NMN treatment up-regulated muscle remodeling/regeneration related genes
Finally, the researchers used RNA-sequencing to evaluate global gene expression of muscle samples after NMN treatment. Compared with placebo, NMN caused a 60-fold increase in the number of differentially expressed genes during insulin infusion. The PDGF binding pathway was the most highly enriched, and muscle PDGFRβ and downstream targets of PDGF signaling were significantly up-regulated during insulin infusion after NMN treatment.
The PDGF is a growth factor that regulates cell growth and division, which plays an important role in muscle growth and regeneration. In addition, NMN treatment increased insulin-stimulated mTOR phosphorylation (another master regulator of cell growth) and gene expression of selected markers of myogenic genes, which together indicate increased skeletal muscle remodeling and regeneration.

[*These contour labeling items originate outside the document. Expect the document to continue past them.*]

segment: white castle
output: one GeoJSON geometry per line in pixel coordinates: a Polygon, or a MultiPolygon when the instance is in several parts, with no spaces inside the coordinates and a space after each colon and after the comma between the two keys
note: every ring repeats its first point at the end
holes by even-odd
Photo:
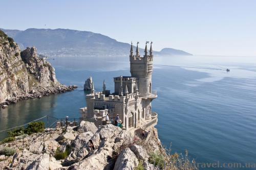
{"type": "Polygon", "coordinates": [[[149,130],[157,124],[157,114],[152,111],[151,102],[157,97],[152,91],[152,75],[153,69],[152,42],[149,55],[147,43],[143,57],[140,57],[137,43],[136,54],[133,53],[133,44],[130,55],[131,76],[114,78],[115,92],[106,90],[103,81],[103,91],[95,92],[93,82],[91,93],[86,95],[87,107],[81,108],[82,118],[94,122],[99,126],[110,123],[105,121],[107,114],[115,119],[117,114],[124,129],[139,128],[149,130]]]}

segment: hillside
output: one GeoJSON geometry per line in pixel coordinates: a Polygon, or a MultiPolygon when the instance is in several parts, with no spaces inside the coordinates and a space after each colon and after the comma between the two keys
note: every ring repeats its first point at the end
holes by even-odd
{"type": "Polygon", "coordinates": [[[20,50],[0,30],[0,106],[73,89],[60,84],[50,63],[37,57],[35,47],[20,50]]]}
{"type": "MultiPolygon", "coordinates": [[[[17,42],[22,49],[35,46],[40,54],[48,56],[127,56],[130,44],[89,31],[69,29],[28,29],[25,31],[1,29],[17,42]]],[[[182,51],[169,48],[164,55],[186,55],[182,51]]],[[[143,49],[140,49],[143,52],[143,49]]],[[[161,55],[161,52],[155,54],[161,55]]]]}
{"type": "Polygon", "coordinates": [[[188,166],[187,156],[166,153],[155,128],[145,138],[111,124],[98,129],[85,121],[76,127],[16,136],[0,144],[1,152],[3,169],[160,170],[170,163],[172,169],[196,169],[188,166]]]}

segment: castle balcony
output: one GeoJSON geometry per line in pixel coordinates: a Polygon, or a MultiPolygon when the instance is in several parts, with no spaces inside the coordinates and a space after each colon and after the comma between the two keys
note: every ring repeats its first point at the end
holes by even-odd
{"type": "Polygon", "coordinates": [[[150,98],[154,99],[157,98],[157,91],[153,91],[152,93],[150,94],[139,94],[139,96],[143,98],[150,98]]]}
{"type": "Polygon", "coordinates": [[[150,130],[154,126],[157,125],[158,118],[157,113],[155,112],[151,112],[151,119],[149,120],[145,120],[141,122],[140,127],[142,129],[147,130],[150,130]]]}

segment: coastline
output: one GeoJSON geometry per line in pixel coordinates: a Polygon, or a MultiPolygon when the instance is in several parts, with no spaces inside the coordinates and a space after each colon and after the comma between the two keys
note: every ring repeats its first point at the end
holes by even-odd
{"type": "Polygon", "coordinates": [[[35,91],[32,90],[30,93],[25,94],[24,95],[6,99],[5,101],[0,103],[0,107],[2,108],[4,105],[8,106],[11,104],[14,104],[20,101],[34,98],[41,98],[44,96],[71,91],[74,90],[77,88],[77,86],[76,85],[69,85],[67,86],[63,85],[59,85],[56,87],[51,86],[49,88],[44,88],[40,90],[35,91]]]}

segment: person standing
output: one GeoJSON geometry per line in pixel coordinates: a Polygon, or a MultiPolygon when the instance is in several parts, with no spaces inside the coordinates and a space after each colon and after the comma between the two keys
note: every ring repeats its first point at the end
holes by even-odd
{"type": "Polygon", "coordinates": [[[110,118],[109,117],[109,113],[106,114],[106,121],[109,122],[110,120],[110,118]]]}
{"type": "Polygon", "coordinates": [[[118,123],[118,121],[120,120],[119,115],[118,114],[117,115],[116,118],[115,118],[115,126],[117,126],[118,123]]]}

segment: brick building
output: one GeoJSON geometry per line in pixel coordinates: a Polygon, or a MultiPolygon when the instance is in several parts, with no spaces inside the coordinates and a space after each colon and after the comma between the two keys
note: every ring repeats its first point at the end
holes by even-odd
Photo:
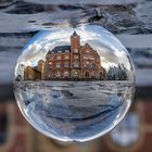
{"type": "Polygon", "coordinates": [[[74,31],[71,46],[59,46],[46,55],[43,79],[104,79],[100,55],[90,45],[80,46],[74,31]]]}
{"type": "Polygon", "coordinates": [[[105,69],[100,55],[90,45],[80,46],[80,37],[74,31],[71,46],[58,46],[40,60],[37,67],[27,66],[24,80],[37,79],[104,79],[105,69]]]}

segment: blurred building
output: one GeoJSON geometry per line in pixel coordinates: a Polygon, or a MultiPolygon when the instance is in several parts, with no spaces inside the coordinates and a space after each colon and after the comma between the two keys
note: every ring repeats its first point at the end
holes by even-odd
{"type": "Polygon", "coordinates": [[[54,141],[22,116],[15,101],[0,101],[0,152],[151,152],[152,99],[137,99],[110,134],[86,143],[54,141]]]}

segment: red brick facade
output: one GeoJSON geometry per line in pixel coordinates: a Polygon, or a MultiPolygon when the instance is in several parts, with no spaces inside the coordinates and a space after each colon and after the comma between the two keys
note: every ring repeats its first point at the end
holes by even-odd
{"type": "Polygon", "coordinates": [[[104,79],[100,55],[90,45],[80,46],[74,33],[71,46],[59,46],[46,55],[43,79],[104,79]]]}

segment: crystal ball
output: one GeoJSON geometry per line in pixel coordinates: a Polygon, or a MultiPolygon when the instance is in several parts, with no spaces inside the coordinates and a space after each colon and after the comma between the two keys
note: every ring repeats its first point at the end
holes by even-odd
{"type": "Polygon", "coordinates": [[[60,141],[105,135],[126,115],[135,71],[122,42],[97,25],[41,30],[23,48],[14,93],[25,118],[60,141]]]}

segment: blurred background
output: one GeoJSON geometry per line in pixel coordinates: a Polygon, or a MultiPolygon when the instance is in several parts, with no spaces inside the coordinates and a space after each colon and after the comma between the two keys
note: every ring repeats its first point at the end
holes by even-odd
{"type": "Polygon", "coordinates": [[[0,152],[152,152],[151,0],[0,0],[0,152]],[[62,143],[35,130],[13,94],[22,48],[42,29],[94,24],[128,49],[136,68],[136,96],[125,119],[85,143],[62,143]]]}

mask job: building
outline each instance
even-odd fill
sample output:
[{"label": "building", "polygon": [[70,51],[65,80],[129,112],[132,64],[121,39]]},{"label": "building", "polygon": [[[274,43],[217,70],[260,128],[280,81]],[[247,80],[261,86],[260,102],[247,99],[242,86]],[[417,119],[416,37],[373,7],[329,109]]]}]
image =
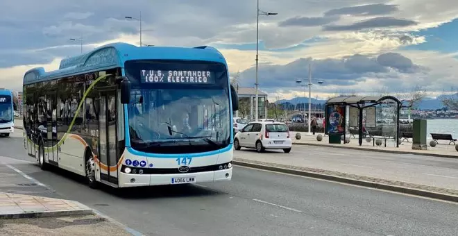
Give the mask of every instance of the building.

NR did not improve insulin sensitivity in previous trials
Another notable fact is that in contrast to the insulin-sensitizing effects of NMN shown in this study, the results from several randomized controlled trials conducted in middle-aged and older-adult men found that treatment with nicotinamide riboside (NR) did not affect whole-body or muscle insulin sensitivity. Even though, compared with the administration of 250 mg NMN in this trial, these NR trials used a higher dose of NR with a similar time: 2000 mg for 12 weeks in Dollerup et al. (2018); 1000 mg for 3 and 6 weeks in Elhassan et al. (2019) and Remie et al. (2020).
“Insulin sensitivity, endogenous glucose production, and glucose disposal and oxidation were not improved by NR supplementation.” (r)
“There were no changes in body weight, blood pressure, lipid profile, fasting glucose and insulin (Table S1), and homeostatic model assessment of insulin resistance…NR did not produce this effect in our trial “(r)
“However, no effects of NR were found on insulin sensitivity, mitochondrial function, hepatic and intramyocellular lipid accumulation, cardiac energy status, cardiac ejection fraction, ambulatory blood pressure, plasma markers of inflammation, or energy metabolism.”(r)
This may indicate that NMN, as the rate-limiting factor in NAD+ synthesis, provides more metabolic benefits than NR. However, due to the complexity of population heterogeneity and limitation of sample size, further studies are needed to address this question.